Superior efficacy is another, says Griffin.

“So many Narrow Therapeutic Index medications such as Synthroid, Dilantin and Theopylline products have physician preferences for staying on the brand,” he adds. “The right reason is that any wobble at all in bioequivalence could lead to side effects or toxicity or efficacious issues. It doesn’t mean that the generics can’t be used. [Providers] just need to monitor them tightly and may need to adjust the dose.”

Substitution worries

Conversely, Griffin believes it is “perfectly OK” if a patient has not started on a narrow therapeutic index medication to start them on the generic and titrate doses as normal.

Kuchaculla believes while physicians will continue showing brand preference for some drugs, like those for seizures, “most payers will not pay for the brand forms without prior authorization, and if they are covered, they are tier 1 co-pays, the highest amount,” he adds.
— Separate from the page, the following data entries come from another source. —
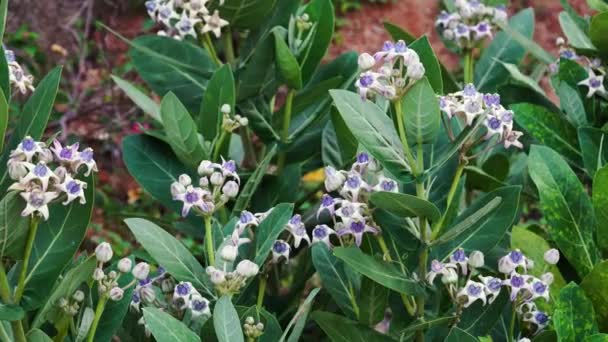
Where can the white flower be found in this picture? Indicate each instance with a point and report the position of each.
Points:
(471, 292)
(103, 252)
(214, 24)
(141, 271)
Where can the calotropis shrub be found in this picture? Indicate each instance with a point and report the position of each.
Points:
(414, 232)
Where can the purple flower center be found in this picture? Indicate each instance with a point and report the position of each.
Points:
(40, 170)
(320, 232)
(516, 257)
(366, 80)
(517, 281)
(279, 247)
(459, 255)
(192, 197)
(183, 289)
(474, 290)
(28, 144)
(357, 227)
(494, 123)
(73, 187)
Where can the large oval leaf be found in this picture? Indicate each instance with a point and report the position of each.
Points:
(374, 130)
(566, 207)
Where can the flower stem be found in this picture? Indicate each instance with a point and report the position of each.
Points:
(468, 66)
(101, 304)
(261, 292)
(26, 258)
(209, 241)
(285, 131)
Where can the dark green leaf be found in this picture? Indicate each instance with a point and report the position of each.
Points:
(166, 328)
(378, 270)
(404, 205)
(566, 207)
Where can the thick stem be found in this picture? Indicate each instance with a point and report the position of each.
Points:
(209, 241)
(285, 131)
(101, 304)
(26, 258)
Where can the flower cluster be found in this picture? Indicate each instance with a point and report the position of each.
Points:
(17, 76)
(470, 104)
(43, 175)
(471, 23)
(466, 285)
(185, 18)
(218, 184)
(350, 211)
(390, 71)
(107, 284)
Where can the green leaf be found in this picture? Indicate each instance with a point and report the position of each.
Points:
(488, 231)
(379, 271)
(548, 128)
(226, 321)
(489, 72)
(11, 312)
(320, 12)
(143, 101)
(332, 272)
(598, 29)
(404, 205)
(13, 226)
(70, 282)
(372, 300)
(287, 63)
(594, 285)
(166, 64)
(32, 119)
(600, 205)
(220, 90)
(181, 131)
(576, 37)
(166, 328)
(57, 240)
(245, 14)
(299, 319)
(594, 146)
(572, 104)
(374, 130)
(269, 229)
(421, 113)
(246, 193)
(170, 253)
(154, 165)
(432, 68)
(342, 329)
(566, 207)
(573, 317)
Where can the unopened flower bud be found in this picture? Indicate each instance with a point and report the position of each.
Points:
(124, 265)
(552, 256)
(247, 269)
(476, 259)
(116, 293)
(230, 189)
(104, 252)
(141, 271)
(366, 61)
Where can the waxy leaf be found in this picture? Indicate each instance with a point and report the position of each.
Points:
(226, 321)
(166, 328)
(170, 253)
(332, 272)
(404, 205)
(378, 270)
(573, 317)
(566, 207)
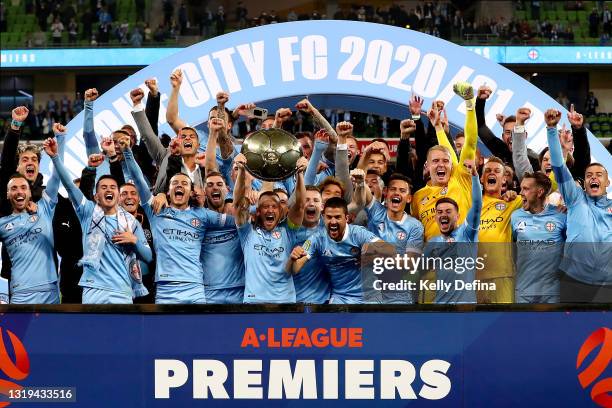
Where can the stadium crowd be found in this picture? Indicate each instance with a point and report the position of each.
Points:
(187, 223)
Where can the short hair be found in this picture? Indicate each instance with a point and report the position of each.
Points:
(25, 147)
(447, 200)
(313, 188)
(401, 177)
(541, 180)
(331, 180)
(336, 202)
(106, 177)
(280, 190)
(495, 159)
(228, 113)
(509, 119)
(438, 148)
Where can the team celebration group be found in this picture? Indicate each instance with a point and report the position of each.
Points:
(189, 224)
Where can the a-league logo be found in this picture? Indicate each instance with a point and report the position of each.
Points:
(601, 393)
(16, 370)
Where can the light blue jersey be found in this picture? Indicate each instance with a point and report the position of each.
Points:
(461, 243)
(342, 259)
(588, 249)
(28, 239)
(539, 248)
(222, 259)
(312, 282)
(265, 256)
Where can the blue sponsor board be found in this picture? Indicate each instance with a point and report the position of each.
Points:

Frank Grosso, RPh., the American Society of Consultant Pharmacists CEO and executive director, says he’s particularly concerned about generic meds getting substituted during critical transitions of care.

“During a Medicare Part A stay, using the cheaper, more frequently administered medication is a way for nursing home providers to manage rising medication costs, but it doesn’t prepare the patient for discharge to home,” he cautions. “Oftentimes, during a patient’s stay in a nursing facility, a less expensive generic requiring two or three times a day dosing may be acceptable.” That’s because a nurse is bringing the medication to the patient at the correct time and monitoring the patient vital signs and labs, Grosso explains.

“However, a more expensive therapeutic equivalent or branded medication may be available in a once-a-day dosage form, with fewer side effects and less frequent laboratory monitoring, which if used during the skilled stay and prescribed post discharge, could improve medication adherence and reduce rehospitalizations,” he cautions.

As anyone who’s been involved in long-term care over the past few years can attest, that’s saying quite a mouthful.